Persoalannya bukan terletak pada kelengkapan pe­ngaturan, melainkan pada daya laksana dan daya efek­tivitas satgas tersebut. Pengalaman empiris di Indonesia menunjukkan bahwa pembentukan satgas sering kali sebagai formalitas administratif. Kekhawatiran lain muncul dari posisi struktural Satgas Perlindungan di daerah. Satgas yang dibentuk hanya melalui surat keputusan kepala dinas memiliki legitimasi yang sangat lemah. Dalam konteks relasi kuasa birokrasi, satgas se­macam ini rentan terhadap intervensi, konflik kepen­tingan, dan tekanan struktural. Bagaimana mungkin satgas dapat melindungi guru secara objektif, jika guru justru berhadapan dengan relasi kekuasaan di dinas pendidikan itu sendiri? Dalam situasi seperti ini, perlin­dungan berpotensi menjadi melemah dan akan jauh dari rasa keadilan.

PENTINGNYA KOMISI PERLINDUNGAN GURU

Di sinilah letak persoalan mendasar yang perlu diurai dan dicarikan alternatifnya. Apakah perlindungan guru cukup ditopang oleh satgas yang bersifat ad hoc?
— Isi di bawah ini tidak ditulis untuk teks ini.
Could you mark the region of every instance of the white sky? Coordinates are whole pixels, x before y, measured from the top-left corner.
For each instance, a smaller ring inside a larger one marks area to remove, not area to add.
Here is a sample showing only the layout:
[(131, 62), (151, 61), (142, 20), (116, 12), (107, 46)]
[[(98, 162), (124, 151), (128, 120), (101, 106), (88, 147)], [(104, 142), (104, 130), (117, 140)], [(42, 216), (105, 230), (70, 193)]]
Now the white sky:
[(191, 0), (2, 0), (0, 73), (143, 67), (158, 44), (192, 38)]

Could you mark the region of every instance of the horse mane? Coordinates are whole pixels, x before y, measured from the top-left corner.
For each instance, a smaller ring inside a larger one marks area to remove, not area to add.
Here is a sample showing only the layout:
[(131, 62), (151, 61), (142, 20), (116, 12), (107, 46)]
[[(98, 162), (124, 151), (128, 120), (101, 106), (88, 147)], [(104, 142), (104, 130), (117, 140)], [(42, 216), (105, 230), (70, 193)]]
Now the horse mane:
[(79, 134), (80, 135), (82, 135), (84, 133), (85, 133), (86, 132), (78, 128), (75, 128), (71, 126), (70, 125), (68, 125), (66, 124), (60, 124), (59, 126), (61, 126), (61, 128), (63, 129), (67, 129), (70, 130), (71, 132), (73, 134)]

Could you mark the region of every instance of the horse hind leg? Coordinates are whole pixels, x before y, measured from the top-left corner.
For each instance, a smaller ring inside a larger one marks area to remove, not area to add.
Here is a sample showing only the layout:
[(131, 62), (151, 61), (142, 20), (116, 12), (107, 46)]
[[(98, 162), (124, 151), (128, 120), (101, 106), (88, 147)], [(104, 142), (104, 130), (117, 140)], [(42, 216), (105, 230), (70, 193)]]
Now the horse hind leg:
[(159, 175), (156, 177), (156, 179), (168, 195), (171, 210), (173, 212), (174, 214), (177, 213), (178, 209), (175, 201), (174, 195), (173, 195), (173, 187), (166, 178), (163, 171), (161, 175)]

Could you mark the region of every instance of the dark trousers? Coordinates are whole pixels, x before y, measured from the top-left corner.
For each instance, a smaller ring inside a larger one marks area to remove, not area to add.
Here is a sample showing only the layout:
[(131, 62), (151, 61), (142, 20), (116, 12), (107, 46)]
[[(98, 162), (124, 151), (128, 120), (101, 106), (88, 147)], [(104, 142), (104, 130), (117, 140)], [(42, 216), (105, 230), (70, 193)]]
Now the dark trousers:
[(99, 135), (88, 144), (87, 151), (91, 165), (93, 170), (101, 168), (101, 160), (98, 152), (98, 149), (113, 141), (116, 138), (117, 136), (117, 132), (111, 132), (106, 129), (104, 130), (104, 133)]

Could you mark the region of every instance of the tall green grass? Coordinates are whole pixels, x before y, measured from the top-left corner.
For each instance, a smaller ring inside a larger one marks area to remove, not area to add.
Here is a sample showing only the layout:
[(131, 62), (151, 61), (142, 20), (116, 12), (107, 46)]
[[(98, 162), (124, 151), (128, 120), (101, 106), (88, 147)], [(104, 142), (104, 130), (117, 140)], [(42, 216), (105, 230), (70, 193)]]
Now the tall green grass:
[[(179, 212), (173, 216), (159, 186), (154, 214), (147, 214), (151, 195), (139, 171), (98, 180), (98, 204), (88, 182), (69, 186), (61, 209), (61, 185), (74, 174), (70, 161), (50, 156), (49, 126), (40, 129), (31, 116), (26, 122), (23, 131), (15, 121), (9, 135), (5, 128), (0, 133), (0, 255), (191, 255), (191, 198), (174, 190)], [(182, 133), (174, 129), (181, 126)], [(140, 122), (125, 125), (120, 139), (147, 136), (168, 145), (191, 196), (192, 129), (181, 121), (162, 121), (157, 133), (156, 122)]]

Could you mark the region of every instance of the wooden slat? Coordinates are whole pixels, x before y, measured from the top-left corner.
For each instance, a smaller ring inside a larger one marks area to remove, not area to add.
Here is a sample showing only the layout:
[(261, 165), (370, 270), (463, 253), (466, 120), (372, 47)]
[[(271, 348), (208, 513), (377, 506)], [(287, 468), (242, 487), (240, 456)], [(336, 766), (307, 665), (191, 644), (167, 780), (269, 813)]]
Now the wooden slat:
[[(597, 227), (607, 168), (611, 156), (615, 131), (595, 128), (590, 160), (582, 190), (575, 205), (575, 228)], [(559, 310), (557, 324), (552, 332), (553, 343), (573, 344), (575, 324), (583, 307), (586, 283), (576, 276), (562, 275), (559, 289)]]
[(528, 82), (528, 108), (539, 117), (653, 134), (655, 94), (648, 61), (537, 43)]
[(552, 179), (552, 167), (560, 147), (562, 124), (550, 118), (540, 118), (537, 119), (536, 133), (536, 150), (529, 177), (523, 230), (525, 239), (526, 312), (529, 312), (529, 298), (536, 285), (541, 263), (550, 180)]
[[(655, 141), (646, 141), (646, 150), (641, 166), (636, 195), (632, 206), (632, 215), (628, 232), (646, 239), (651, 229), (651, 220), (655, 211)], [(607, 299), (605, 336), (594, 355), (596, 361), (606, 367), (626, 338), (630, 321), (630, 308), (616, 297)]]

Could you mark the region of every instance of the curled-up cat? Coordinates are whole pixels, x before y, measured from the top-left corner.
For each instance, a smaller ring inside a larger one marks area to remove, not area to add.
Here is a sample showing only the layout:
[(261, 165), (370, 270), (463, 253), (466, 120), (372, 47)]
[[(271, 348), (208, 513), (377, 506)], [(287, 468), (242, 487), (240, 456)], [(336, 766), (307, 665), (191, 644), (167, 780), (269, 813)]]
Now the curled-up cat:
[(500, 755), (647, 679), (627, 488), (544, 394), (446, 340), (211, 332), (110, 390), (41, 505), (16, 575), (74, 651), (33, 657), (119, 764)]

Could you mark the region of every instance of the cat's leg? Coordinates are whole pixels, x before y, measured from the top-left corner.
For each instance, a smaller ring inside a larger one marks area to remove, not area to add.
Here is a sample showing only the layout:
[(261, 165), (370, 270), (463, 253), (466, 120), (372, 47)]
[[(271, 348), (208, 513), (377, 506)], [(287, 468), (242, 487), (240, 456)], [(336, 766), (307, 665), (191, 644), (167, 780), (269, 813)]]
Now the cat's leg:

Atau­kah sudah saatnya negara memikirkan desain ke­lem­bagaan yang lebih kuat, independen, dan ber­wibawa demi memperkuat perlindungan guru?

Untuk itu, wacana pembentukan komisi perlindungan guru sebagai lembaga negara independen perlu diper­timbangkan secara serius. Komisi semacam ini akan me­miliki posisi yang lebih kuat dan strategis secara struk­tural, lebih independen dari birokrasi sektoral, serta lebih kredibel di mata publik. Perlindungan guru tidak hanya soal menangani kasus kekerasan, tetapi juga soal menjaga martabat profesi pendidik sebagai pi­lar utama dalam penyelenggaraan pendidikan nasional.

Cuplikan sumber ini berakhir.